猫の急性糸球体腎炎の対策として特に有効なものはワクチンの接種です。免疫系の異常の原因となり得る可能性のある猫免疫不全ウイルス感染症や猫白血病ウイルス感染症、猫伝染性腹膜炎などは年に1回のワクチン接種で予防できる可能性があります。

猫の急性糸球体腎炎の治療

猫の急性糸球体腎炎の治療は対症療法や栄養補給で行われることが多いですが、基礎疾患が原因で急性糸球体腎炎が引き起こされているときにはそれに対する治療も施されます。猫の急性糸球体腎炎の主な対症療法には輸液や腹膜灌流、ホルモン剤の投与、薬剤の投与、血液透析などが挙げられます。また栄養補給についてはタンパク質以外の栄養素を補給するといった食事療法を施します。

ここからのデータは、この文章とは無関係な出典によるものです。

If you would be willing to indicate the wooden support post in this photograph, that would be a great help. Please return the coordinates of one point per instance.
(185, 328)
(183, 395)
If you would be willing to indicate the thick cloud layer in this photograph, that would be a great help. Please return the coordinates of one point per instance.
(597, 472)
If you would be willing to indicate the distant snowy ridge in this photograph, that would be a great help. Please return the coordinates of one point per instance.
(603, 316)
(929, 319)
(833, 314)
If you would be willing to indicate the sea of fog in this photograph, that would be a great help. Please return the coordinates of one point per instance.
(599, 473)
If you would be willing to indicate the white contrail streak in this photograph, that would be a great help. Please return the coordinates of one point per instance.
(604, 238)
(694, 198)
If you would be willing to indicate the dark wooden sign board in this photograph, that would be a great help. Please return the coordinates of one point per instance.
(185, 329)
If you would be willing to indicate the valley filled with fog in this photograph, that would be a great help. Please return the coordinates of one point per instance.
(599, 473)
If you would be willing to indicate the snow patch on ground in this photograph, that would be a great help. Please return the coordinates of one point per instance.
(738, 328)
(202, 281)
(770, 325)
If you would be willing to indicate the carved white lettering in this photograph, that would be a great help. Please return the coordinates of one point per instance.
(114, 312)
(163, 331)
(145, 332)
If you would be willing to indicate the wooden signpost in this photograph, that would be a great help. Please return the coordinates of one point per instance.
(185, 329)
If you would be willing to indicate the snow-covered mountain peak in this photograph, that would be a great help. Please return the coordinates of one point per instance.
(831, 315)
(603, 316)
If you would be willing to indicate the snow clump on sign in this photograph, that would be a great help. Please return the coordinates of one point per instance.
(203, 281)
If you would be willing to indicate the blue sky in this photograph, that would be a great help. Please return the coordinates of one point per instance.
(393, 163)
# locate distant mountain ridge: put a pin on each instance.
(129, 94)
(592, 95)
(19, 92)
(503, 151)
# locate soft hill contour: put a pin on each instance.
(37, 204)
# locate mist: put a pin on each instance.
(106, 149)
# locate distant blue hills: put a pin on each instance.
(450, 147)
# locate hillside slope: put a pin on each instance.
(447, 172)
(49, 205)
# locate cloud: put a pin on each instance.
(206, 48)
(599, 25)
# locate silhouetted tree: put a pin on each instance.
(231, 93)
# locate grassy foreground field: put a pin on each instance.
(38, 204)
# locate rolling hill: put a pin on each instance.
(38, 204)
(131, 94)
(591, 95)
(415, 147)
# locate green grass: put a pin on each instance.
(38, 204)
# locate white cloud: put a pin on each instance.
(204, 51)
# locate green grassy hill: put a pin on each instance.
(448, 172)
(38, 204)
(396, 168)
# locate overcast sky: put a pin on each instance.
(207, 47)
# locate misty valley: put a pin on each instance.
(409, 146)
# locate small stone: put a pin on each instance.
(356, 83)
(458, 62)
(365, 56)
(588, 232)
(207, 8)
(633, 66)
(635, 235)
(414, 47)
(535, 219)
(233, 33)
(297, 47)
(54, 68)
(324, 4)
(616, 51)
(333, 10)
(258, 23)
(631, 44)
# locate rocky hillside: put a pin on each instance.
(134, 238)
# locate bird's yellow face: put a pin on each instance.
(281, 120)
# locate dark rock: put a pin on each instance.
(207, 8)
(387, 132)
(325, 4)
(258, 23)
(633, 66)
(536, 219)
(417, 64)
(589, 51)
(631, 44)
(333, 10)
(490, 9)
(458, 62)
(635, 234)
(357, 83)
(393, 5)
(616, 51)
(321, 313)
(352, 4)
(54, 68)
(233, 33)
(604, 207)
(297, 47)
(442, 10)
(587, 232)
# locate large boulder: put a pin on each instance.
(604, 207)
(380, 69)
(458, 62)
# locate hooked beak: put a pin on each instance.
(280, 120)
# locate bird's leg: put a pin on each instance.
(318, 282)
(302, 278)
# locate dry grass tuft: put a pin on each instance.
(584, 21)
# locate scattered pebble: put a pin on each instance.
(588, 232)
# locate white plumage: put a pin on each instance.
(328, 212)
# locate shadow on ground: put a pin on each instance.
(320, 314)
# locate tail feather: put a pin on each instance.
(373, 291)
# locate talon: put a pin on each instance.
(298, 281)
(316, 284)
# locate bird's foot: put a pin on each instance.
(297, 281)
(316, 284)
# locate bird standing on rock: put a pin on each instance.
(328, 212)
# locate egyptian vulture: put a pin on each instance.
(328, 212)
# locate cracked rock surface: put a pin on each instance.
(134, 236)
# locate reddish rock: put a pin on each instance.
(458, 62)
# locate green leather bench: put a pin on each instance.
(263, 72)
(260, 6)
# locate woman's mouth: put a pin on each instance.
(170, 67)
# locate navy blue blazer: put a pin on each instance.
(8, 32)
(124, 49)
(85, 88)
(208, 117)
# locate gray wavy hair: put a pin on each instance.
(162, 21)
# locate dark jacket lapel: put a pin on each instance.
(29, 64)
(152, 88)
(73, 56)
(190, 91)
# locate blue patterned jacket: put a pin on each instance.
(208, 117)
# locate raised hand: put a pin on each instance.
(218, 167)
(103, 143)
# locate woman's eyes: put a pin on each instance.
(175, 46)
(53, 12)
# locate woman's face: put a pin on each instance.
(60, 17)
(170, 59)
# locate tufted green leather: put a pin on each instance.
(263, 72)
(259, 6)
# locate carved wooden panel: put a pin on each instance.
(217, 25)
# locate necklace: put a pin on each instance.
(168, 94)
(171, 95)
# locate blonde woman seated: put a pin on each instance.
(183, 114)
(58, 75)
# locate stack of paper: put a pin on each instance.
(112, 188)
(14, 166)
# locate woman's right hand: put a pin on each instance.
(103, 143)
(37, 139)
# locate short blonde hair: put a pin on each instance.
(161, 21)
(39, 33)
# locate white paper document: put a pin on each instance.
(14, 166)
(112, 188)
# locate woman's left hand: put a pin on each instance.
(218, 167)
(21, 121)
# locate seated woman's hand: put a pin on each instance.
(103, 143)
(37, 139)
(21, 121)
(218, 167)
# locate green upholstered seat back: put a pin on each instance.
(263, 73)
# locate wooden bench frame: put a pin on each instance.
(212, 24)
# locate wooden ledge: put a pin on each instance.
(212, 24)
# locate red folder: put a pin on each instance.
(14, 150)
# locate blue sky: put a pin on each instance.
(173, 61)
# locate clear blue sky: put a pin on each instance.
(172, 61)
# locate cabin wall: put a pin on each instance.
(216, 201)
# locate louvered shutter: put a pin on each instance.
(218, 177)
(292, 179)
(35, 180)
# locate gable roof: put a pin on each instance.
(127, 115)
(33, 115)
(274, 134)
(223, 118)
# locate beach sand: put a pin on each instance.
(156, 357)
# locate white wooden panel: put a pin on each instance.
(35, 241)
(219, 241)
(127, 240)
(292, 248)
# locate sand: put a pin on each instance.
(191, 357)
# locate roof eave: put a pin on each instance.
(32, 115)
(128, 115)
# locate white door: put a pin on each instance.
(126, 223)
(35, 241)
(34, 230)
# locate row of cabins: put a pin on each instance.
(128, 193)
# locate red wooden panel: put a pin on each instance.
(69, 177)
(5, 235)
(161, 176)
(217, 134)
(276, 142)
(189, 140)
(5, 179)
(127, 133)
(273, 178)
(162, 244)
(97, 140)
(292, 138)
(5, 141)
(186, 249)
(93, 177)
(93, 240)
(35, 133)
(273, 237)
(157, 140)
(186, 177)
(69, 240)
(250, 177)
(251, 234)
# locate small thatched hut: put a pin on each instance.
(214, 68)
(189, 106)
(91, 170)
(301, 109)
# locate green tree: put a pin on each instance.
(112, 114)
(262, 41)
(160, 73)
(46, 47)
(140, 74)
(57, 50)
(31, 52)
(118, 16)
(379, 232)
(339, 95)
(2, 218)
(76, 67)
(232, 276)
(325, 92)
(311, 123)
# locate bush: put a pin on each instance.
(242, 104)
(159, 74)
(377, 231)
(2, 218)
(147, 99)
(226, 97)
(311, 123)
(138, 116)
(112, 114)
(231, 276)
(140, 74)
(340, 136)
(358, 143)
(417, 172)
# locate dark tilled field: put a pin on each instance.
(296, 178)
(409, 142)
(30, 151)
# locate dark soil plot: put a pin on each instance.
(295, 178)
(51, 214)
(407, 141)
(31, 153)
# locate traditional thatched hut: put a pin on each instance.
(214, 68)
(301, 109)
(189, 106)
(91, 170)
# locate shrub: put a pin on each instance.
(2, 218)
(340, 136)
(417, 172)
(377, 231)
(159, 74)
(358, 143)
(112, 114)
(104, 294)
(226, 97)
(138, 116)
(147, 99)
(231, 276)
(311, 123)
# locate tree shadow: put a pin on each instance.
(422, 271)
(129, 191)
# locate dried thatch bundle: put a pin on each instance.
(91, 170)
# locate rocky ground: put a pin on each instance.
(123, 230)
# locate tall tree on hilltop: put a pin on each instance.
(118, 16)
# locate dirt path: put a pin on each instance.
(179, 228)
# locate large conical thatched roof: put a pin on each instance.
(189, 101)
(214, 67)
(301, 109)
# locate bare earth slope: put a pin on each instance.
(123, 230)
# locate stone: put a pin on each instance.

ただ猫の急性糸球体腎炎を引きこしている直接的な原因がわからないという可能性もあり、そのような場合には急性糸球体腎炎が慢性糸球体腎炎に至ってしまうことがあります。猫の急性糸球体腎炎に関しては有効な治療をしてあげることが難しいという側面があるので、ワクチンの接種などの対策を行って病気を発症しないようにすることが大事になります。

まとめ

猫の急性糸球体腎炎の原因や症状、対策についてご紹介しました。猫の急性糸球体腎炎の主な原因は感染症であると考えられています。ただ解明されていない点が多いということも事実です。また猫の急性糸球体腎炎は症状が出ないことがあり、治療方法についても効果が約束されるわけではない部分もあります。まずは感染症を予防するワクチンの接種を検討し、少しでも急性糸球体腎炎を発症してしまうリスクを軽減できるようにしてあげてください。猫の急性糸球体腎炎の予後は決して良いとはいえません。発症してしまうと最終的に命に関わる可能性まであり得る病気です。可能な限り予防を行い、もしも発症してしまったときには適切な治療を施してあげましょう。